Bugün için Batı’nın meselesi –geçmişte de olmadığı gibi– prensipler, demokrasi ya da insan hakları değildir. Türkiye pek çok ülke gibi temel insan hakları ve çoğulcu bir demokrasi için mücadelesini sürdürüyor. Bu yoldaki pek çok engel kaldırılsa da yenileri Türkiye’nin önüne dikilmiş bulunuyor.
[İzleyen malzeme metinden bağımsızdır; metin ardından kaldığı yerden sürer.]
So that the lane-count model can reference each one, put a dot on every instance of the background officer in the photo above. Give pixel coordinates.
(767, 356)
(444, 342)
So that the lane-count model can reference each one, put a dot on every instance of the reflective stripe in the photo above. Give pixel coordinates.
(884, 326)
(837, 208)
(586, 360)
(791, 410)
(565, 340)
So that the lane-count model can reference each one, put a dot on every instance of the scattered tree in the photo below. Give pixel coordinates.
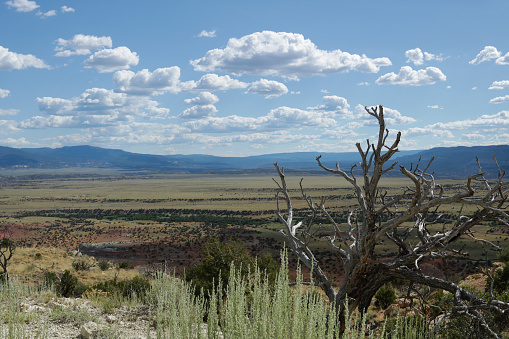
(402, 219)
(7, 247)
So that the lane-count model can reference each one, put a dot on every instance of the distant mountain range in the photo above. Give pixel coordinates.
(450, 162)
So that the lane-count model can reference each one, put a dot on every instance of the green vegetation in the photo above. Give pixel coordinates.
(384, 297)
(218, 258)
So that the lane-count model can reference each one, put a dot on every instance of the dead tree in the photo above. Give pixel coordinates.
(403, 219)
(7, 247)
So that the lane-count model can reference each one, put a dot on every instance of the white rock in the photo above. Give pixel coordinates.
(111, 318)
(89, 330)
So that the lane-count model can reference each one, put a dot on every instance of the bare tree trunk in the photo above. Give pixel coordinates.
(399, 219)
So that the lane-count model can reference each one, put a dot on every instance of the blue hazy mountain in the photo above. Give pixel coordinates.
(450, 162)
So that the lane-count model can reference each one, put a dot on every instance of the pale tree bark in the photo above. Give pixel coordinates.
(403, 219)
Başta PKK olmak üzere pek çok terör örgütünün faaliyetleri, darbe girişimi, casusluk faaliyetleri Türkiye’yi –terörün hedefi olan başta Fransa olmak üzere pek çok ülke gibi– olağanüstü önlemler almaya sevk etmektedir.
Günümüzde ortaya çıkan uyuyan hücre yapıları, siber saldırılar, sosyal medya mecraları ve dış kaynaklı internet siteleri üzerinden yürütülen dezenformasyon ve bilgi manipülasyonları gibi yeni güvenlik tehditleri demokratikleşme ve özgürlükler konusunda sadece Türkiye için değil tüm dünya ve hatta demokrasi standardı en yüksek ülkeler için bile baskı unsurları.
Bu sorunlar sadece belli ülkelerin değil tüm dünyanın güvenliği ve küresel demokrasi çabalarını tehdit eden sorunlardır. Bunların çözümü ancak bütüncül yaklaşımla mümkün olabilir. Demokrasi arayış ve çabaları, teşvik ve eleştirilerin çıkar odaklı ve seçici değil prensipler temelinde gerçekleşmesi gerekir.